Con il terzo motivo si allega l’omessa o insufficiente motivazione circa un punto decisivo della controversia. Il L.C. non aveva reagito per circa 4 anni, neppure richiedendo un colloquio con i responsabili delle risorse umane. Le nuove mansioni erano state di fatto accettate.

Il motivo appare infondato avendo sul punto la Corte di appello già congruamente e logicamente motivato. La reazione del lavoratore ad un demansionamento (eventualmente nei casi più gravi con il rifiuto della prestazione), costituisce una facoltà, certamente non un obbligo posto che è onere del datore di lavoro non violare le norme, come quelle di cui all’art. 2013 c.c., poste a tutela della dignità e della professionalità del dipendente e che il lavoratore può essere trattenuto dall’esercizio dei suoi diritti dal pericolo di pregiudicare la propria situazione occupazionale. Peraltro la stessa circostanza della proposta di un trasferimento sembra dimostrare che il datore di lavoro era ben consapevole che le nuove mansioni fossero inadeguate e che si dovesse trovare una soluzione diversa per L. C..

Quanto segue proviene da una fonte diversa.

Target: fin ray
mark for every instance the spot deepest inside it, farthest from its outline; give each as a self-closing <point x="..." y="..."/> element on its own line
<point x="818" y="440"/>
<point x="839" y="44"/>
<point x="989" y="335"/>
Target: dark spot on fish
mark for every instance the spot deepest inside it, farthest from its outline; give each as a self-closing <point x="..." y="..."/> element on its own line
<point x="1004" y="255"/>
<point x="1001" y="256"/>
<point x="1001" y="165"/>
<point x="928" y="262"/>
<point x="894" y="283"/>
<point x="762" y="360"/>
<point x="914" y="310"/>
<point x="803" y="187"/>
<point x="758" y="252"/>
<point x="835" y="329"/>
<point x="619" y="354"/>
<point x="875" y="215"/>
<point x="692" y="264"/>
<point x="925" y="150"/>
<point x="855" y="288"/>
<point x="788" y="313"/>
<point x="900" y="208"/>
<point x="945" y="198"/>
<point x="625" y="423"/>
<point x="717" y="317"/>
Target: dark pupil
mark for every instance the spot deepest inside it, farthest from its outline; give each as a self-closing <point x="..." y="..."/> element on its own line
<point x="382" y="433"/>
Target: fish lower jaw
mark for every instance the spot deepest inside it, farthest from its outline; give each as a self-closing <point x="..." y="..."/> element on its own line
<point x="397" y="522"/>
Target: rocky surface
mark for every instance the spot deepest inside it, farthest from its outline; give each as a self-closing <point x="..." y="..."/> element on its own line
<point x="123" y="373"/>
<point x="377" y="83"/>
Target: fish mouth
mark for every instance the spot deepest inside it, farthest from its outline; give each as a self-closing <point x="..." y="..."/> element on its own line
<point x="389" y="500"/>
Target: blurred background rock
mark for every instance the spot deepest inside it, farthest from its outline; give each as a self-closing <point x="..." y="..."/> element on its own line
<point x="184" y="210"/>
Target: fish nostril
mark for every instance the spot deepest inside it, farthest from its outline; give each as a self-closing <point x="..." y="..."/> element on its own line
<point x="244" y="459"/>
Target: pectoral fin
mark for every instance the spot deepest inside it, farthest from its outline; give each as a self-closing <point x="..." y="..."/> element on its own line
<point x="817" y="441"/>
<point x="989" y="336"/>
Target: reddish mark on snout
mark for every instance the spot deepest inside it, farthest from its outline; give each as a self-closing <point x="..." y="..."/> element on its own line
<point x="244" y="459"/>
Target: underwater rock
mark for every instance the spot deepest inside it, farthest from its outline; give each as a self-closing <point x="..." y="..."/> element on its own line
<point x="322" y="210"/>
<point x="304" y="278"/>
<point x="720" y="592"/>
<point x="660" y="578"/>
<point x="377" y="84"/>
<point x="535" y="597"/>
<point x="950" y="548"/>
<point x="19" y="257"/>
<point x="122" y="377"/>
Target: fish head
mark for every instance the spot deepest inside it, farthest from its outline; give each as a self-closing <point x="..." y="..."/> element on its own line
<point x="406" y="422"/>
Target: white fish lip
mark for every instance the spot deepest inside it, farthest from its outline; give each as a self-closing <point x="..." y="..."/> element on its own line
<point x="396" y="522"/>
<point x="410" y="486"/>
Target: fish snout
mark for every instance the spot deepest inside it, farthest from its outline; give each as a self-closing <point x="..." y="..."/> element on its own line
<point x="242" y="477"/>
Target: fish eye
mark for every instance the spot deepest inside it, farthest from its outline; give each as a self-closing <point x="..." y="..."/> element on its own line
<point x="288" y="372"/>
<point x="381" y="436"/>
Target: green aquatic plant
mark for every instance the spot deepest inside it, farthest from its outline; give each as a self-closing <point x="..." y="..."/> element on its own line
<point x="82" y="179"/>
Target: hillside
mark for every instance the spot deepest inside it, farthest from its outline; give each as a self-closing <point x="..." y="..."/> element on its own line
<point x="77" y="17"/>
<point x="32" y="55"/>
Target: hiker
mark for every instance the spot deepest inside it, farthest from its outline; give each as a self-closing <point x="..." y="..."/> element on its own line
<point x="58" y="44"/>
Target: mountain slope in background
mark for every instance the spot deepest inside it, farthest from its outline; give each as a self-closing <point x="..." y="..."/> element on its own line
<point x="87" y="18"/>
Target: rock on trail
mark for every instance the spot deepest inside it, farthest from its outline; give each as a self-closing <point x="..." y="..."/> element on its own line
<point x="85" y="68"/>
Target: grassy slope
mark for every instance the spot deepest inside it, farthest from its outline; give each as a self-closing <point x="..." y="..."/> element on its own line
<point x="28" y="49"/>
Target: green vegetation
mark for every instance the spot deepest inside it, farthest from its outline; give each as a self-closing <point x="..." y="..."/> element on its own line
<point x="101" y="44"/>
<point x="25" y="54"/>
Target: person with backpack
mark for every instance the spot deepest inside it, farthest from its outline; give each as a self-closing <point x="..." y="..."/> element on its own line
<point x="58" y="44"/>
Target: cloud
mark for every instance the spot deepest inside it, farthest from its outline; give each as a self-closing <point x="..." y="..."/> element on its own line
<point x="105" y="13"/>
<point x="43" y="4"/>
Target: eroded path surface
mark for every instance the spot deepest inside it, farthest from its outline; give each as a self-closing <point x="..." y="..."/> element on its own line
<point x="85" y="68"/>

Con l’ultimo motivo si allega la violazione e falsa applicazione degli artt. 115 e 116 c.p.c.. Non era stato dimostrato il danno, che la Corte di appello ha accertato in base ad elementi neppure dedotti dal ricorrente.

Il motivo appare infondato in quanto come correttamente osservato dalla Corte di appello il danno da demansionamento può essere accertato in via equitativa in relazione ad elementi obiettivi emergenti dalla fattispecie in esame anche ex art. 115 c.p.c. (cfr. Cass. N. 4063/2010; Cass. N. 28274/2008; Cass. N. 29832/2008);

principio cui si è attenuta la Corte territoriale (e prima ancora alla luce della sentenza impugnata il Giudice di prime cure) che ha valutato la durata del mansionamento, la sua entità, il tipo di mansioni esercitate, elementi tutti emergenti obiettivamente dal coso esaminato. L’entità del risarcimento (la cui determinazione spetta al Giudice del merito) peraltro non viene in sè contestata al motivo, nè si offrono argomenti di sorta per ritenerla sproporzionata.

Si deve quindi rigettare il ricorso. Nulla sulle spese in quanto il controricorso è tardivo e non è stata svolta attività difensionale all’odierna udienza.

P.Q.M.

La Corte; rigetta il ricorso. Nulla sulle spese.

Così deciso in Roma, il 18 giugno 2013.